Submitted to: ACS Symposium Series
Publication Type: Book / Chapter
Publication Acceptance Date: 2/19/2013
Publication Date: 2/5/2014
Citation: Tunick, M.H., Onwulata, C.I., Cooke, P.H. 2014. Using temperature sweeps to investigate rheology of bioplastics. In: Tunick,M., Onwulata,C. editors. ACS Symposium Series, "Physical Methods in Food Analysis". Washington, DC: ACS Publication, chapter 7 pp. 89-104.

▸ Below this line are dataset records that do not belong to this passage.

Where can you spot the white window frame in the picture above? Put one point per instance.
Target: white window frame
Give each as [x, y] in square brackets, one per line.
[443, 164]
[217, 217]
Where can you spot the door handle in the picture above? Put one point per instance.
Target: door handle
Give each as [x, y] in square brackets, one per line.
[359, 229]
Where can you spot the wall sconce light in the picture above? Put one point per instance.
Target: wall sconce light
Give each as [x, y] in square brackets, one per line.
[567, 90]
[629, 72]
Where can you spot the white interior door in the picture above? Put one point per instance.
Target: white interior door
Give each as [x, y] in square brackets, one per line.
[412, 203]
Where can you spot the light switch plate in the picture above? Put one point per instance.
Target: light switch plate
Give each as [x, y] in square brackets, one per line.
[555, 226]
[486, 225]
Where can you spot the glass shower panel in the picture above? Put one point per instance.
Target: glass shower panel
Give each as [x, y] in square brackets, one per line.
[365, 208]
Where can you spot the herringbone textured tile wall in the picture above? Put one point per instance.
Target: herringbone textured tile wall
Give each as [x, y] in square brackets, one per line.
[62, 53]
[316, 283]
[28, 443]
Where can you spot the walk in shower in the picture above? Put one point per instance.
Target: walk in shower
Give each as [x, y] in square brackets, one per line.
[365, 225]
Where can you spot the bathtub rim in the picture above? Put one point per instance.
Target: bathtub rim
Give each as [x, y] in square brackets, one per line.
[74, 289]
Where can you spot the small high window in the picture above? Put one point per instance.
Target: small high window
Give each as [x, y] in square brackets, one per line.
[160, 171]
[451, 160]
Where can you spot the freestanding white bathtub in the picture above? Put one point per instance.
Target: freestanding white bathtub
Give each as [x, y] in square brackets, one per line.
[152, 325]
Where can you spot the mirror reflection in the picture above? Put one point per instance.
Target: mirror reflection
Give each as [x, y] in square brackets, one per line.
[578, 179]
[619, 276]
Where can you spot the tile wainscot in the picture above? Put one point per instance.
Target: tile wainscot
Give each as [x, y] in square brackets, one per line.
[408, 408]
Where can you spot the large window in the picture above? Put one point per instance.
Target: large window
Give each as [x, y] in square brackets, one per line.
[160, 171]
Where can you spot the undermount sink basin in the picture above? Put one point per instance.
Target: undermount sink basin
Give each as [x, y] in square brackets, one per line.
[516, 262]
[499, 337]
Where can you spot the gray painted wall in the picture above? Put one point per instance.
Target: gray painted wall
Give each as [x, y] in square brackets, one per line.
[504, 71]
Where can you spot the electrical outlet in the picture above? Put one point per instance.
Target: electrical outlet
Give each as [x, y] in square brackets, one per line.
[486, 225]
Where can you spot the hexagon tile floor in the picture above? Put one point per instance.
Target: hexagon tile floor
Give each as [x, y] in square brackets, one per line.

Technical Abstract: As part of research on extrusion of proteins for food fortification, the viscoelastic properties and microstructure of 20 percent solutions of calcium caseinate (CC), egg albumin (EA), fish protein isolate (FPI), soy protein isolate (SPI), wheat gluten (WG), and whey protein isolate (WPI) were determined under the same heating conditions. Values for elastic modulus (to determine the strength of the protein bonds) obtained from temperature sweeps from 24 to 70 deg C showed that solutions of CC, EA, and SPI produced stronger and more ordered networks than WG and WPI, and that no network was formed with FPI. Activation energies calculated from Arrhenius plots were highest for EA, SPI, and WG, which undergo sulfhydryl-disulfide bonding when heated; the other three proteins produce non-covalent bonds. Scanning electron microscopy revealed microstructural transformations indicative of changes in bonding that would be expected if the proteins were extruded. The strength of protein bonds is determined by elastic modulus and information on the types of bonds involved is provided by activation energy, enabling predictions to be made about the matrices obtained by extrusion or other processing at elevated temperatures.